Lidi, spiagge libere e giochi all’aperto: ecco tutti i consigli

Rimane l’indicazione di una “regolare e frequente igienizzazione delle aree comuni, spogliatoi, cabine, docce, servizi igienici, comunque assicurata dopo la chiusura dell’impianto. Lettini, sdraio e ombrelloni vanno disinfettati a ogni cambio di persona o nucleo familiare, e in ogni caso ad ogni fine giornata”.

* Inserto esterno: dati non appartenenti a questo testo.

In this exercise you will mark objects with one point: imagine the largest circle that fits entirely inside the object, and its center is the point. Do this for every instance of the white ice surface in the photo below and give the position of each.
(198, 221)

Per quanto riguarda le spiagge libere l’obbligo è di mantenere il metro di distanza tra ombrelloni e sdraio ma, in questo caso, il Ministero fa appello alla responsabilità individuale dei cittadini di mantenere dei “comportamenti rispettosi delle misure di prevenzione”.

Di nuovo permessi anche i giochi in spiaggia, privilegiando “attività all’aria aperta, garantendo comunque il rispetto della distanza di sicurezza interpersonale e a piccoli gruppi di persone”. Per giochi come il biliardino il Ministero consiglia: “i piani di lavoro, i tavoli da gioco e ogni oggetto fornito in uso agli utenti devono essere disinfettati prima e dopo ciascun turno di utilizzo”.

Discoteche e ristoranti non avranno limiti di distanziamento né capienza, mentre al chiuso resta l’obbligo del distanziamento tra i tavoli di un metro. La mascherina rimarrà in obbligo soltanto nei luoghi già indicati dalla normativa ma non all’aperto.